In November 2022, Mr. Yoo’s lawyers asked the Supreme Court to block his extradition. Justice Sonia Sotomayor denied the request the same month.
With the legal battle to stop Mr. Yoo’s extradition exhausted, Mr. Yoo’s case went before the State Department’s Office of the Legal Adviser, the division that handles extradition, Mr. Naunton said, adding that he had made several arguments to the State Department.
Mr. Naunton said he told the State Department that it was “impossible” for Mr. Yoo to get a fair trial because the South Korean government had labeled him a fugitive. In its announcement on Thursday, the Justice Ministry called him “the last overseas fugitive linked to the Sewol.”
“Keith was never a fugitive under U.S. law, under international law, or under the terms of the U.S.-South Korea extradition treaty,” Mr. Naunton said. Mr. Yoo, who moved to the United States in 1989, cooperated with prosecutors in the Southern District of New York when they looked into his finances at South Korea’s request, his lawyer added.

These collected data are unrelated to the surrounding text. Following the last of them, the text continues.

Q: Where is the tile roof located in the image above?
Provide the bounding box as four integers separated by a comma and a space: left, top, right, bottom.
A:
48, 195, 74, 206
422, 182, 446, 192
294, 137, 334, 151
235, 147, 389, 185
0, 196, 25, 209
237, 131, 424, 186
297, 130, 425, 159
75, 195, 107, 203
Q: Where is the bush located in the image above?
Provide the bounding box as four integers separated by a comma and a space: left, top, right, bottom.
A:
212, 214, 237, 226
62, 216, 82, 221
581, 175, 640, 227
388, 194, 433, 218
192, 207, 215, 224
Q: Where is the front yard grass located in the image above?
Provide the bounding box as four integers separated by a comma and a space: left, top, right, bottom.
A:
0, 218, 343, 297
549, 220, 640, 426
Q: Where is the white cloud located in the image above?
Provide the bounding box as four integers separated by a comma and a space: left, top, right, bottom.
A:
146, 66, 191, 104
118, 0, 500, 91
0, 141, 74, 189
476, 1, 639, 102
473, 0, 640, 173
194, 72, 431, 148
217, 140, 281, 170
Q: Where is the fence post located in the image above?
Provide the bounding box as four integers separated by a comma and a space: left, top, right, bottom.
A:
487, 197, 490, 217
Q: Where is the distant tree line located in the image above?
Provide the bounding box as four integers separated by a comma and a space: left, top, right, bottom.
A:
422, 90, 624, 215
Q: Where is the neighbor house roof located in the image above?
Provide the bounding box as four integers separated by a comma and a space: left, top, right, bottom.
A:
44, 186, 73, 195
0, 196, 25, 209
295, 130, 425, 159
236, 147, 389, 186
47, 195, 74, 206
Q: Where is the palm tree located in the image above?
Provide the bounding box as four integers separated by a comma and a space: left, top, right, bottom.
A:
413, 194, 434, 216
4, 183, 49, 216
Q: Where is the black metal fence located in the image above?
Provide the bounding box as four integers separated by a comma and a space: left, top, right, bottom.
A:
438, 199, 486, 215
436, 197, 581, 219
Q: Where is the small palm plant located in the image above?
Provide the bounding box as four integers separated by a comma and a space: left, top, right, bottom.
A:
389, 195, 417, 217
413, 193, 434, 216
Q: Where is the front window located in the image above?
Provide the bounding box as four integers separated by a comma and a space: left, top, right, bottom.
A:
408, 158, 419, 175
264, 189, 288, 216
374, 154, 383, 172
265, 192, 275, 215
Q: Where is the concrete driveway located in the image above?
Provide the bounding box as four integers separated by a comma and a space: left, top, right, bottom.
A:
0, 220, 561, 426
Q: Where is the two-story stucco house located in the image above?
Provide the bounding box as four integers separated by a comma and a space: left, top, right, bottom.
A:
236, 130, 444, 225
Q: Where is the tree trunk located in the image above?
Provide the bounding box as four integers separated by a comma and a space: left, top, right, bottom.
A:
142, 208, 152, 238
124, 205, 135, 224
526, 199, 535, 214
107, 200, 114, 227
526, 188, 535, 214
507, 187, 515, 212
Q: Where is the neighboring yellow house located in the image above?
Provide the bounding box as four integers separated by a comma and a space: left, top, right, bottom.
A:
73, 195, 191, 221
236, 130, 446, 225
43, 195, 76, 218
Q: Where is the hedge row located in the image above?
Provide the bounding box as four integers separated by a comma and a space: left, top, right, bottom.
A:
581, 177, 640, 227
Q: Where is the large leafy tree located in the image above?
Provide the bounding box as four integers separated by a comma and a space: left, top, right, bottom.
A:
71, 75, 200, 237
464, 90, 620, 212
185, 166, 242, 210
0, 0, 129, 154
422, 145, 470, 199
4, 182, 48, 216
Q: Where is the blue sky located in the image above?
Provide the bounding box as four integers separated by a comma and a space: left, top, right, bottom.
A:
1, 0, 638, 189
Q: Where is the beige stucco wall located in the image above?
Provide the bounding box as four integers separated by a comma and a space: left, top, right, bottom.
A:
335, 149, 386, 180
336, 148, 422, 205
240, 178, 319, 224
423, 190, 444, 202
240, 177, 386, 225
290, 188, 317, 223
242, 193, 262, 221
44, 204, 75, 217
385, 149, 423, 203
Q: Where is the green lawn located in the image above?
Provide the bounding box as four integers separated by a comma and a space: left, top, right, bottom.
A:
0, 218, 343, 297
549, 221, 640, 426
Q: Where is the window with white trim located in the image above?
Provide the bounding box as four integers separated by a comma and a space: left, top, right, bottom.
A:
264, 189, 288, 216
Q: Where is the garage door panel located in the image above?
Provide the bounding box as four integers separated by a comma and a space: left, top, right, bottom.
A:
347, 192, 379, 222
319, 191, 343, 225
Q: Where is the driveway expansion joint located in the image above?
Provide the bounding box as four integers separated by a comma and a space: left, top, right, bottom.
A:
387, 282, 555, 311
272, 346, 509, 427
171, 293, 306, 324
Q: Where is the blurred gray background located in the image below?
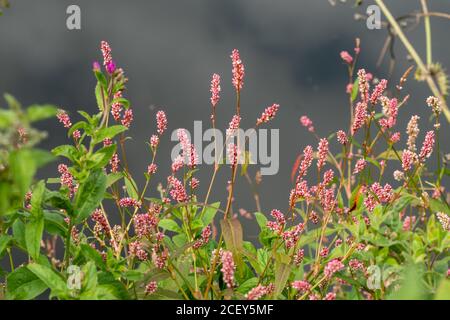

Mr. Yoo’s extradition concludes a major effort by the South Korean authorities to track down people connected to the Sewol sinking. Investigators were looking for his father, Yoo Byung-eun, when he was found dead two months after the ferry disaster.
Yoo Hyuk-kee’s older brother, Yoo Dae-kyoon, spent two years in prison for embezzlement.
Various other Yoo family members, as well as company executives, have been convicted on embezzlement and other criminal charges. The captain of the Sewol is serving a life sentence for murder; he and other crew members abandoned ship without instructing passengers to evacuate.
The family business has mostly disappeared, with the Chonghaejin license revoked and many assets liquidated to compensate families of the victims. However, South Korean prosecutors say they believe the family has hidden funds overseas, which they have sought to trace, so far without success.